Mais à l’en croire, « il est facile pour l’État de libérer les personnes qui ont été condamnées pour troubles à l’ordre public ou atteinte à la sûreté de l’État. Ce qui n’est pas le cas lorsqu’il s’agit des litiges [judiciaires] opposant des particuliers entre eux : il y a un problème de justice qui se pose ». Allusion faite notamment à la condamnation à trois ans de prison de l’opposant Moïse Katumbi dans une affaire de spoliation d’immeuble qui l’oppose à un citoyen grec. Une « machination politique », dénonce de son côté le dernier gouverneur du Katanga qui s’est déclaré candidat à la présidentielle initialement prévue le 27 novembre.

Seulement, le processus électoral a pris énormément du retard rendant impossible la tenue de ce scrutin dans les délais constitutionnels. À qui la faute ? « La Commission électorale nationale indépendante (Ceni), seule responsable de l’organisation du processus électoral en RDC, nous oppose des contraintes techniques liées notamment aux différentes mutations qu’elle a connues ces cinq dernières années (…). Le bureau effectif de la Ceni n’a été mis en place qu’en décembre 2015 », tente de justifier Germain Kambinga. « Même si le financement de ces élections avait été disponible, comment la Ceni aurait pu organiser les scrutins sans être réellement fonctionnelle ? » lance-t-il.

Kabila a besoin du référendum pour rester au pouvoir.
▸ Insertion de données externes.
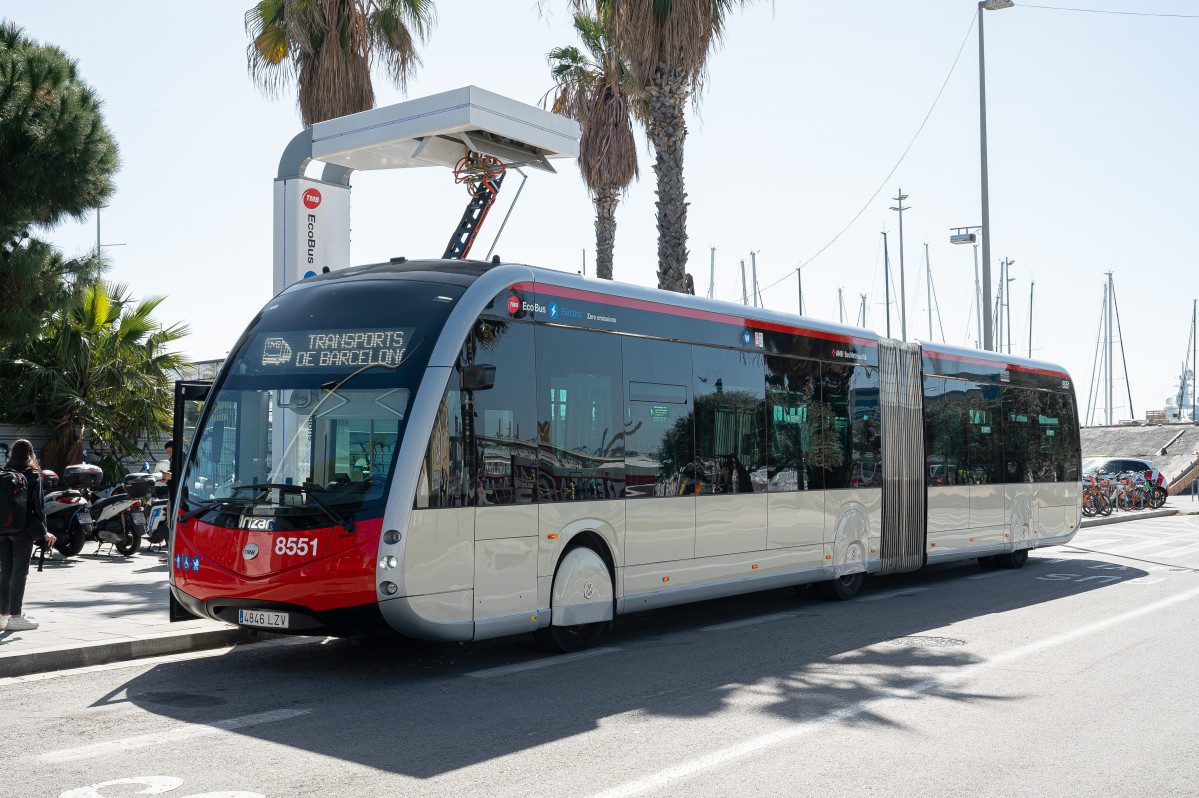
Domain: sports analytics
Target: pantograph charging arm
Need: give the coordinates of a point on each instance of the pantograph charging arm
(482, 197)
Mais il a choisi le dialogue, rassure Germain Kambinga.
À ceux qui n’y voient qu’une manœuvre de plus pour maintenir le président Kabila au-delà du 19 décembre, date de l’échéance de son second mandat, Germain Kambinga les invite à « sortir des incantations (…) et arrêter de jouer sur l’émotion des populations ». Pour lui, la question a déjà été réglée par l’article 70 de la Constitution et l’arrêt de la Cour constitutionnelle. « Le débat n’existe que dans la tête de ceux qui ont des schémas insurrectionnels ou révolutionnaires, qui fantasment sur la duplication des schémas du Burkina Faso en RDC », martèle-t-il.

Aussi, poursuit-il, « pour rester au pouvoir, le président de la République n’a pas besoin du dialogue. Il a besoin d’un référendum (pour modifier la Constitution, Ndlr). Mais il a fait le choix du dialogue, celui de consensus et d’ouverture, pour que tous les Congolais puissent contribuer à trouver la solution à la problématique telle qu’elle se pose ». Mais Germain Kambinga n’exclut pas l’avènement d’un nouveau gouvernement « pour renforcer la confiance entre les acteurs politiques » à l’issue du dialogue en cours à Kinshasa.